Build vs Deploy Jobs
When coaching teams on effective CI/CD, I use the “build once, deploy many times” mantra. Build jobs should be able to run without environment dependencies. Build jobs be able to check out code, restore dependencies, build/package the code and run unit tests. Unit tests should run in memory and mock out dependencies so that you don’t need databases or external systems to complete. If you do that, then your build jobs can run on hosted runners!
Deployment can be a bit trickier. If you’re deploying to SaaS services like Azure Web Apps, then you can still use hosted runners and then authenticate using credentials or using OIDC. However, if you’re deploying into a private network or private Kubernetes cluster, then you’re going to have to have a self-hosted runner in the target network or cluster.
The point is that you can have a mix of hosted and self-hosted runners in the same workflow! You can target hosted runners for your build jobs and then use self-hosted runners for deploying to private networks. Thus you minimize the number of self-hosted runners you have to manage.
Spending Limits for Hosted Runners
You can manage spending limits for hosted runners at the Enterprise, Org or User level. Presumably most organizations will want to set spending limits at the Org level rather than the user level. Unfortunately, that makes it difficult to limit spending at team level - so if you have several teams in an org, you can’t set limits at team level.
Best of Both
Of course, you don’t have to go to either extreme (totally centrally managed or totally team managed). You can have a bit of both. You may have centrally managed groups/runners for PROD environments, but let teams manage their own runners for lower environments and for builds (if they’re not able to use hosted agents for builds). This would be my general rule-of-thumb recommendation.
Another option on the horizon is premium runners which essentially gives you private hosted runners.
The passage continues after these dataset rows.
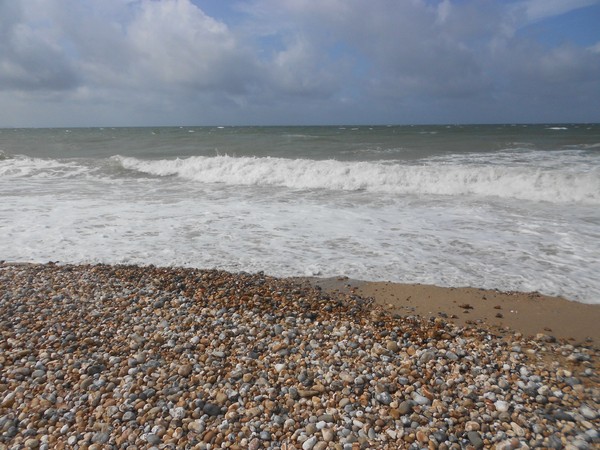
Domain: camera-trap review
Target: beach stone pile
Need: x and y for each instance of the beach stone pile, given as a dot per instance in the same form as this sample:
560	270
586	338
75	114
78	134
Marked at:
107	357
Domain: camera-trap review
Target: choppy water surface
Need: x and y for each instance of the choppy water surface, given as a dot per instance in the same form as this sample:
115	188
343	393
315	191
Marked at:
506	207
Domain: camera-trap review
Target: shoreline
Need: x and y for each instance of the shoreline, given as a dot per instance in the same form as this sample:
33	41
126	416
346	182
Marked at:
528	313
101	356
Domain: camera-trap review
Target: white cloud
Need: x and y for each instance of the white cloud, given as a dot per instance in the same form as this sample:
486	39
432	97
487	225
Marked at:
283	60
536	10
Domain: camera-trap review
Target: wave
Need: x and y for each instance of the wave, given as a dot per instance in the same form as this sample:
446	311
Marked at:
523	182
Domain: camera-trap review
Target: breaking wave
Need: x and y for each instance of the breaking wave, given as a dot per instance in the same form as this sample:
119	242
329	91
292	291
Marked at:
522	182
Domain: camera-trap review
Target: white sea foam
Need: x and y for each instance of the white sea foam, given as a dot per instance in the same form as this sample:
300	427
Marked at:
451	213
526	183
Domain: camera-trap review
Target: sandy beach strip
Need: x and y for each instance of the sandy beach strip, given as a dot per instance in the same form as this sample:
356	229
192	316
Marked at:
106	357
502	312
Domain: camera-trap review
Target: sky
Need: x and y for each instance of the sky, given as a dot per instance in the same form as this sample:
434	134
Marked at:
69	63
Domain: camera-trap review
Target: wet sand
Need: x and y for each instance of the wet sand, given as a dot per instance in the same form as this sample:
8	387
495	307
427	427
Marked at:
504	312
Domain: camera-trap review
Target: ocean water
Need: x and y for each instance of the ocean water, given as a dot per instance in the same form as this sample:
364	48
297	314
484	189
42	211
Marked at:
510	207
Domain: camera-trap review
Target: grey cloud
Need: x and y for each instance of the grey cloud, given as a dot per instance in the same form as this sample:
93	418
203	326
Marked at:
30	59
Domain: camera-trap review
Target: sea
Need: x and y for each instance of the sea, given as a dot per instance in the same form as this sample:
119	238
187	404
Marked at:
507	207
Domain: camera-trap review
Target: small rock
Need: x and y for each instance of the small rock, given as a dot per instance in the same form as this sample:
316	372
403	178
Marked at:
309	443
475	439
212	410
501	406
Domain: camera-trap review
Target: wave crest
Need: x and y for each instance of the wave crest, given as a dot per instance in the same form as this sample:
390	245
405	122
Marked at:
527	183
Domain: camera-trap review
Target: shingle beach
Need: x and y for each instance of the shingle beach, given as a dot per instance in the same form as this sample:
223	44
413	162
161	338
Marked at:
108	357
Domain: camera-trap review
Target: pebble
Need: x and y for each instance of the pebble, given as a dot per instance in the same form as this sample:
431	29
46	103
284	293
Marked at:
150	357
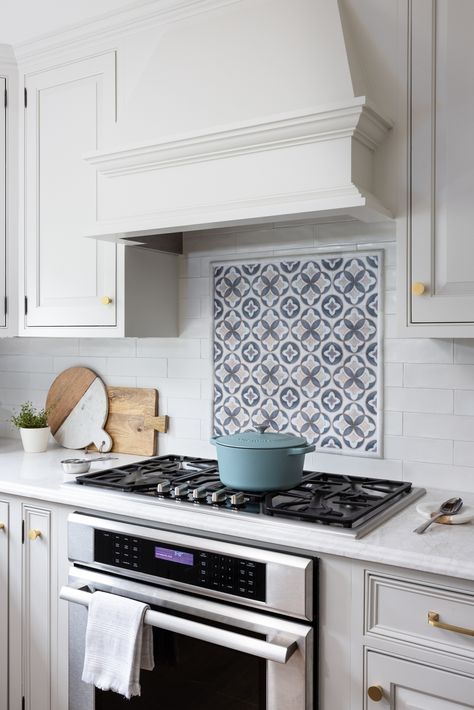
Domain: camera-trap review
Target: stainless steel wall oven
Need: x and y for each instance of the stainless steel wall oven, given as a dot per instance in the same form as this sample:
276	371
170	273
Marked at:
234	625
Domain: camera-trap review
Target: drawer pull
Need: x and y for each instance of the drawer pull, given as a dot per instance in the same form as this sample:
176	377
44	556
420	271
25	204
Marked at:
433	620
375	693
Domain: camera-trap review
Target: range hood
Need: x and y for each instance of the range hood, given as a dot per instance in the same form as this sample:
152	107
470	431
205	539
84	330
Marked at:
302	163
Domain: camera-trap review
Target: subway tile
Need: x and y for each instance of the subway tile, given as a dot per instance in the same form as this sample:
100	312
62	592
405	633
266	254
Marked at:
107	347
419	449
172	387
188	408
464	453
39	346
419	350
26	380
464	402
26	363
444	476
401	399
184	368
393	423
393	375
439	376
143	366
439	426
464	351
168	347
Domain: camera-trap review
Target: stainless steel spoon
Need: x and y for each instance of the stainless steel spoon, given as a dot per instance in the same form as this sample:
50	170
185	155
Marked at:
449	507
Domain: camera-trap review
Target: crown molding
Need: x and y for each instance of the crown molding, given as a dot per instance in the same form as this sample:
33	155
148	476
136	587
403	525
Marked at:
145	14
355	119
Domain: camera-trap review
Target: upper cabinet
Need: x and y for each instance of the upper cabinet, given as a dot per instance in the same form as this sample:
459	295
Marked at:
74	285
438	287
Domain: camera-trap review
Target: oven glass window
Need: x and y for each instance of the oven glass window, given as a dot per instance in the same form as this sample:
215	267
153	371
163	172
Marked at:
195	675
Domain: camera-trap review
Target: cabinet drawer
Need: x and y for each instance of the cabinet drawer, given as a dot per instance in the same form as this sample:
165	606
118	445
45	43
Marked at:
398	609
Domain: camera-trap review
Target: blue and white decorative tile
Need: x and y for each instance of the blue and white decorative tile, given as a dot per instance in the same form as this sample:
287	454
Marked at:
296	347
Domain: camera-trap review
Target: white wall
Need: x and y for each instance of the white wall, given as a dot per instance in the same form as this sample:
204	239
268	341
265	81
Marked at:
429	384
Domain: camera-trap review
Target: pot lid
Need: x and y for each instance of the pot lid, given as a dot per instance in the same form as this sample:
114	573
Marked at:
261	439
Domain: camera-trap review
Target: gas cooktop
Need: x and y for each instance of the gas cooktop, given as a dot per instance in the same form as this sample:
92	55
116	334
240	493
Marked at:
350	503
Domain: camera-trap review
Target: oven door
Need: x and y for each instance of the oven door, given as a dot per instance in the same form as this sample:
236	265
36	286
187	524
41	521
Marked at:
208	655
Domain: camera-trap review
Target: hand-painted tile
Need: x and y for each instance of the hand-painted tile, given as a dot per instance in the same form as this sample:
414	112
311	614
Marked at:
296	348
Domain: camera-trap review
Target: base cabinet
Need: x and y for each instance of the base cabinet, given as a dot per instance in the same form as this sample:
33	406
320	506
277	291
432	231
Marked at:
404	685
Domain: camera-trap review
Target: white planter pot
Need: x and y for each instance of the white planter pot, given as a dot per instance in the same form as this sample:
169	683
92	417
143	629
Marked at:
35	440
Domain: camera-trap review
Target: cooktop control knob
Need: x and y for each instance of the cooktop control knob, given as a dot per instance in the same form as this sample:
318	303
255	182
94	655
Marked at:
219	497
181	491
200	494
237	499
163	487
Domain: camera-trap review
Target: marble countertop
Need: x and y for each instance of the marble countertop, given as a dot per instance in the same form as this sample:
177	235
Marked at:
444	549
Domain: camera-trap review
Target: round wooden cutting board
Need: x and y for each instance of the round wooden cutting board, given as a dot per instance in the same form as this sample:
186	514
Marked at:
78	407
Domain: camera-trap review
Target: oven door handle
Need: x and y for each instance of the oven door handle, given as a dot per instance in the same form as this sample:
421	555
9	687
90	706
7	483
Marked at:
280	651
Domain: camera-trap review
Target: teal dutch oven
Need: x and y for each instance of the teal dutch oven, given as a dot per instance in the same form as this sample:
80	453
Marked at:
260	460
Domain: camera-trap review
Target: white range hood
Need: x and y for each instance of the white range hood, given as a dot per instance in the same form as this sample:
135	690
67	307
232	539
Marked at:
314	162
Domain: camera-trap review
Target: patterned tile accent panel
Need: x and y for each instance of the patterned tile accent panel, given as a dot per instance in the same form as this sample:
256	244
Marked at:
296	345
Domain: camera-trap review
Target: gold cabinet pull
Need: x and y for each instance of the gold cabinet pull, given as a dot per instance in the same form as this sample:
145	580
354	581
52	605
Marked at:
375	693
433	620
418	288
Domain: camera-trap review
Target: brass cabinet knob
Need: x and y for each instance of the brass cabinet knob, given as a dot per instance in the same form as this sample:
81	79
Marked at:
375	693
418	288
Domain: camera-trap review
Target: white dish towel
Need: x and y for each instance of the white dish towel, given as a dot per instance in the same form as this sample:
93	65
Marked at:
118	644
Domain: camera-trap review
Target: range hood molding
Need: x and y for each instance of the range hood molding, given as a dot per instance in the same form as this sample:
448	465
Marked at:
324	158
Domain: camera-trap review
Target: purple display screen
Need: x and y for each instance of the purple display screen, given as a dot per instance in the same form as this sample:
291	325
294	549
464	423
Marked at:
182	558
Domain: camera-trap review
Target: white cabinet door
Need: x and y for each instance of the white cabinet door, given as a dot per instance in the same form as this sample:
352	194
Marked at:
3	217
37	615
442	155
69	110
4	583
411	686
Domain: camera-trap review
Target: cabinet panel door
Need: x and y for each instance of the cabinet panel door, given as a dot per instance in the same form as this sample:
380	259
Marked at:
69	110
411	686
442	177
37	616
3	217
4	584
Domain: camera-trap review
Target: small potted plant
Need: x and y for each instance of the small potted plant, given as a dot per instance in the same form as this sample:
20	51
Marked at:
33	426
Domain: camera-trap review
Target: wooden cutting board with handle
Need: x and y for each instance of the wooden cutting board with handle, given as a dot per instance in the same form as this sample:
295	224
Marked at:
77	405
132	421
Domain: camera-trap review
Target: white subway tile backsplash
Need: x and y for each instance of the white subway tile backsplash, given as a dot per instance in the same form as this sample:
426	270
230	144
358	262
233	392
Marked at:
107	347
429	384
439	426
464	454
401	399
423	350
419	449
464	402
442	376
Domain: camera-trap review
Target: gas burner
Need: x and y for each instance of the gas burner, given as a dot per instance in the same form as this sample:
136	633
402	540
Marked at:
339	501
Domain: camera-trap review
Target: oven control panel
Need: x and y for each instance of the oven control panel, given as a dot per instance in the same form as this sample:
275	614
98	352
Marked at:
221	573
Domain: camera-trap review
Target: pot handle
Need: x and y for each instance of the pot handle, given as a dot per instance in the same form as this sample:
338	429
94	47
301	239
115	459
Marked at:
301	450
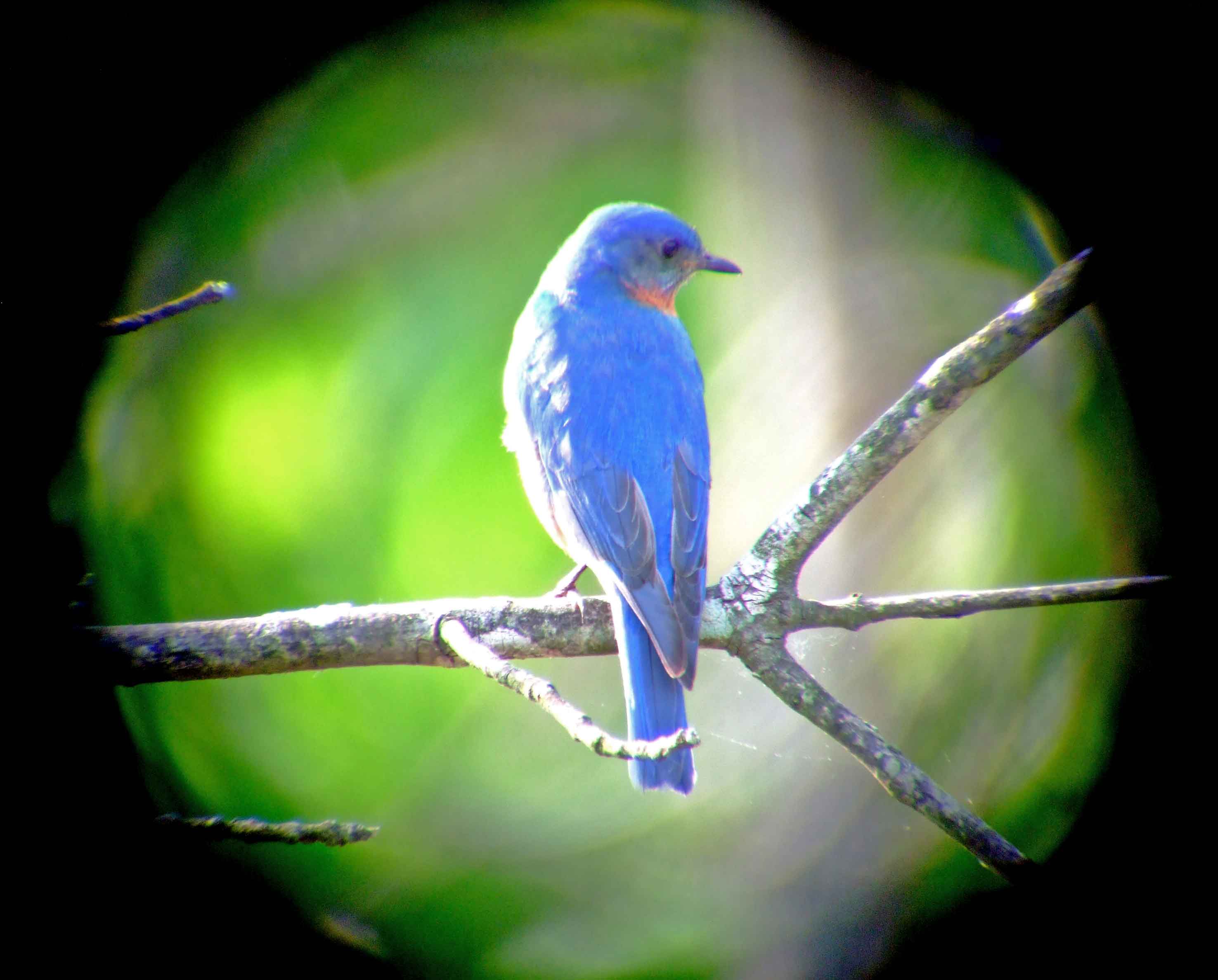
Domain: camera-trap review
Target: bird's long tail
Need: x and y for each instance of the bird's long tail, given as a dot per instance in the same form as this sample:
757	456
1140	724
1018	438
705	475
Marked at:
655	704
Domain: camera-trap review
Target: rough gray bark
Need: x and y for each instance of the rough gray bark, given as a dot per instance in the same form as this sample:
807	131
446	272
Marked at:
750	612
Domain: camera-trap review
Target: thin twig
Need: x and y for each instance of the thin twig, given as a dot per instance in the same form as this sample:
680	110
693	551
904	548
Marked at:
210	293
859	610
578	725
254	831
750	613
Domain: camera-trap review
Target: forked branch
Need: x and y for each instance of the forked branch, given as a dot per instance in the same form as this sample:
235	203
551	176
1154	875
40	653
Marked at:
750	612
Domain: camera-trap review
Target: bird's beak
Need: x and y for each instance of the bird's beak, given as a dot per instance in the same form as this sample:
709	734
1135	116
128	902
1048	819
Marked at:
717	264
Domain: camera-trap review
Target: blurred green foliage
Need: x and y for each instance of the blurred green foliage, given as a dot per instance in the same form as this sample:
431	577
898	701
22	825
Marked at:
332	435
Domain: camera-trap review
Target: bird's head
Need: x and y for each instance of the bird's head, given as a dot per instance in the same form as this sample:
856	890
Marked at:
647	250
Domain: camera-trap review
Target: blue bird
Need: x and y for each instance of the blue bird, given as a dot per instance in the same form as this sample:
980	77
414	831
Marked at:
606	417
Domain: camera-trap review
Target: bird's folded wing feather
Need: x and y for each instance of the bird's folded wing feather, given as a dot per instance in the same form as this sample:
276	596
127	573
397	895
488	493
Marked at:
691	495
608	509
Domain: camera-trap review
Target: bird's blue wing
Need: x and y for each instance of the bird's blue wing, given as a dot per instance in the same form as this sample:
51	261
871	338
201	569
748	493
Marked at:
691	494
605	508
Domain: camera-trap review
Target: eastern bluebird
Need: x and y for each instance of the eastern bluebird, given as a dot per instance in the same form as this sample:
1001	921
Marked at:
606	417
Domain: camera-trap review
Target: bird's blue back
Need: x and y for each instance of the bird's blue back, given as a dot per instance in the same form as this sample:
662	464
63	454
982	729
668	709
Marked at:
605	404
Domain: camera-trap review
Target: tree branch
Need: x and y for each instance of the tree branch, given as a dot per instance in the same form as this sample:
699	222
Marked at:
578	725
750	613
254	831
779	555
859	612
210	293
345	636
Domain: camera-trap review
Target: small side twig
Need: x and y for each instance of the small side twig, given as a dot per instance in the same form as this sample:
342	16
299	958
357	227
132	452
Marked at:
254	831
859	610
578	725
210	293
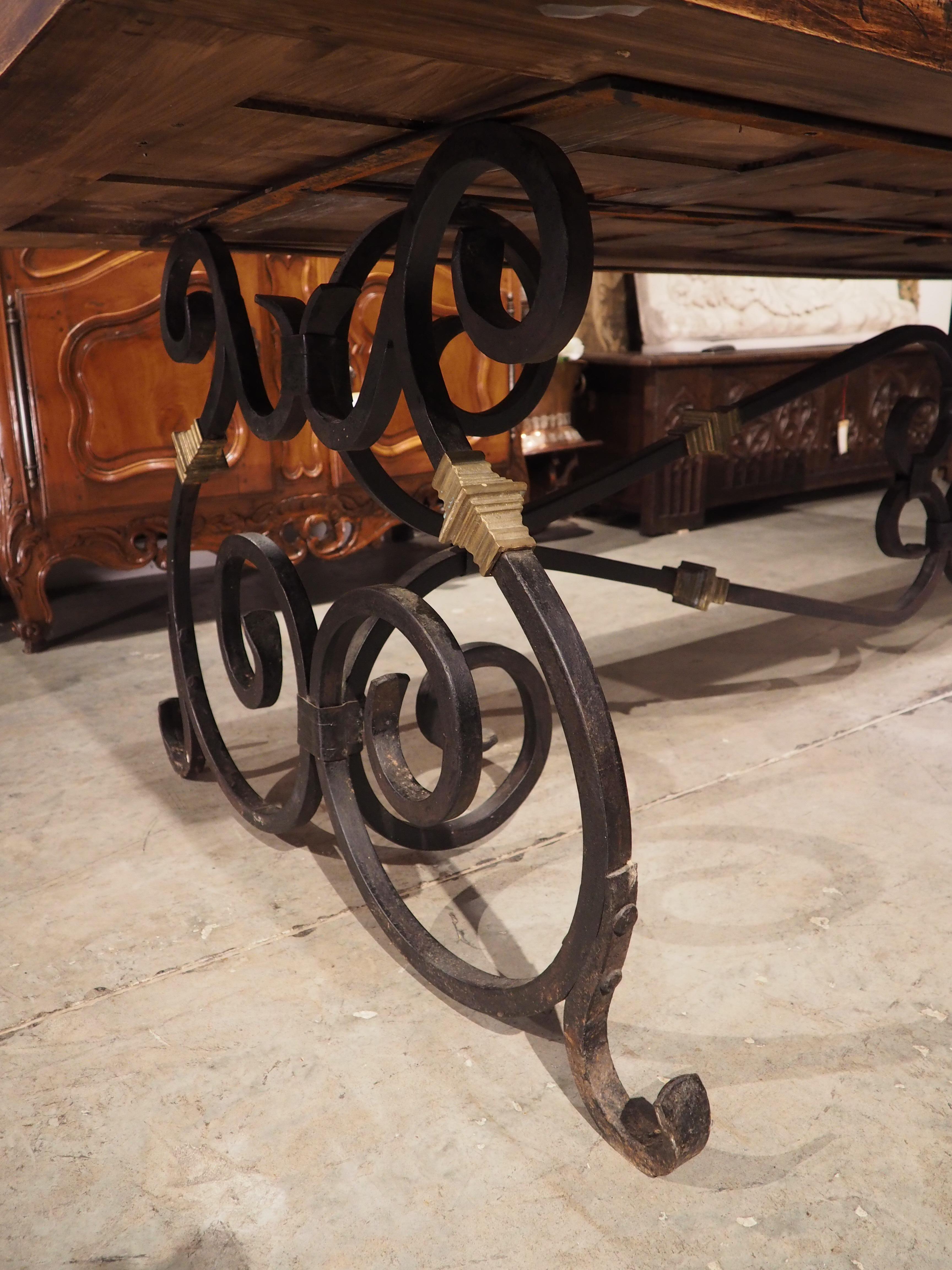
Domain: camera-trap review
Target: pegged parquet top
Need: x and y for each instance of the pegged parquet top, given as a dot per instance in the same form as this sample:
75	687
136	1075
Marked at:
762	136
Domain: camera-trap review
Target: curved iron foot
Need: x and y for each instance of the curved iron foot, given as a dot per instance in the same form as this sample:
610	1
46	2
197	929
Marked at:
656	1137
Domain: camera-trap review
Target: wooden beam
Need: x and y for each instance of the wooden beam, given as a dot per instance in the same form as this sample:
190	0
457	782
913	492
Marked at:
21	25
546	112
915	31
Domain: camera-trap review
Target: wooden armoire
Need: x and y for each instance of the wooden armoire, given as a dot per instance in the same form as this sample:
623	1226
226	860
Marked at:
89	400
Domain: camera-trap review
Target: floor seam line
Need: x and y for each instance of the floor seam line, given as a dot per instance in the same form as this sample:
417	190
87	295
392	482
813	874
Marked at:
793	754
299	929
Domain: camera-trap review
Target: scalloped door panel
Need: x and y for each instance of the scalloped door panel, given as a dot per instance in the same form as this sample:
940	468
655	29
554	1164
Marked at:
106	395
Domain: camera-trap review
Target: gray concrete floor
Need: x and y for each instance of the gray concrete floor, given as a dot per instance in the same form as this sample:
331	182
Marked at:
212	1060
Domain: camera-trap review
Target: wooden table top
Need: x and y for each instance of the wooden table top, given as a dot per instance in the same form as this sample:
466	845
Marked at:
742	136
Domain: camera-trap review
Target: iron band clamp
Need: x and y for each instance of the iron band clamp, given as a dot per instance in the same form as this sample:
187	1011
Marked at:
331	733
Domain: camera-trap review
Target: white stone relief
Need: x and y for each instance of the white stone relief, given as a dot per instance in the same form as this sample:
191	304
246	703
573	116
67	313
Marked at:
683	313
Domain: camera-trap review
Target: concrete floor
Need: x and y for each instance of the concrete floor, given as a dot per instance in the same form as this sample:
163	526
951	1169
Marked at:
212	1060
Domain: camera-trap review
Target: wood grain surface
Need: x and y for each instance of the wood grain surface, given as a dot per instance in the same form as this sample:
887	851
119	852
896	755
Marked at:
721	135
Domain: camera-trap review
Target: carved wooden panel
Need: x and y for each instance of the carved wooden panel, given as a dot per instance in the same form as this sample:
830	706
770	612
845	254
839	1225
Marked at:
105	399
634	400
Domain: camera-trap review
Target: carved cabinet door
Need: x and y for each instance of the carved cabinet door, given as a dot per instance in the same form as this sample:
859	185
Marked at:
106	398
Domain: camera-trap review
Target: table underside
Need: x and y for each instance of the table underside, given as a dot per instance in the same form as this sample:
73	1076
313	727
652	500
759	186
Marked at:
705	140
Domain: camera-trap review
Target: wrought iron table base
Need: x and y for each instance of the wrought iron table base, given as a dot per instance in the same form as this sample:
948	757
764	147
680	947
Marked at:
345	715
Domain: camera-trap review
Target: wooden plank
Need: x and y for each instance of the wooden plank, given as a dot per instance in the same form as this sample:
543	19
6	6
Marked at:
22	22
915	31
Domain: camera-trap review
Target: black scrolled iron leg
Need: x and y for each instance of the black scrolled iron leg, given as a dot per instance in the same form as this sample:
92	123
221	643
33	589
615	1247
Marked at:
657	1137
345	715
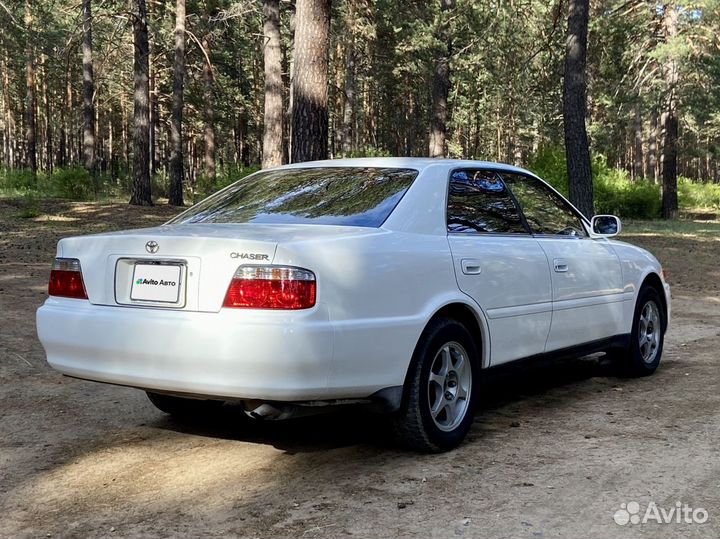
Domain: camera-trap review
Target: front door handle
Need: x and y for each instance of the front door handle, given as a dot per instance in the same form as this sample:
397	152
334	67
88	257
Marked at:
470	266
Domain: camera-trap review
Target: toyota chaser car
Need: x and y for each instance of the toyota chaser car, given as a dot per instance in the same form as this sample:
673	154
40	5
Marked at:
391	281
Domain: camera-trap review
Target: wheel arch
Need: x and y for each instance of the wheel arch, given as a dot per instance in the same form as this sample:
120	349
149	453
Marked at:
653	280
475	322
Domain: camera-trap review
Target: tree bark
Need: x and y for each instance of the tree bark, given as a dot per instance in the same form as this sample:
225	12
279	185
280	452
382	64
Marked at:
141	195
30	98
637	146
441	86
350	102
577	149
88	90
652	148
49	156
176	138
209	83
272	150
310	81
670	121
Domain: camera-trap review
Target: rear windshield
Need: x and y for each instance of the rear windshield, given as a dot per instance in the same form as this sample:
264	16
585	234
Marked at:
331	196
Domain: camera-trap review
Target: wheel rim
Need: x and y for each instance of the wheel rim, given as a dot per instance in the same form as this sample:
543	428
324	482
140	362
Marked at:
649	331
449	386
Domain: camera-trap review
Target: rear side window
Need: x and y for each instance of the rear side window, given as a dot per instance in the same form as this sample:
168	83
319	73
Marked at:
479	201
349	196
545	211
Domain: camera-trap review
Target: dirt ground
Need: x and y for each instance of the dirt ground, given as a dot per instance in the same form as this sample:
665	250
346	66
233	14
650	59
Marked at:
555	452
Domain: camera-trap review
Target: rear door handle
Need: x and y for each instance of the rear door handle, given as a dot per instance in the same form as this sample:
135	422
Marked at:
471	266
This is going to be a great option for customers that want the low maintenance of hosted runners but want to be able to allow them to access private networks. Some of the same management considerations (centralized vs team managed) are still going to apply to premium agents though!
Self hosted runners are essential for most “real world” deployment scenarios. How you manage runners and groups and optimize for availability, operational overhead and cost is going to depend on your culture and how your organization sets up permissions and billing. Some combination of centrally managed and team managed is a good rule of thumb, and fortunately GitHub runners allow you to set the needle wherever you need to.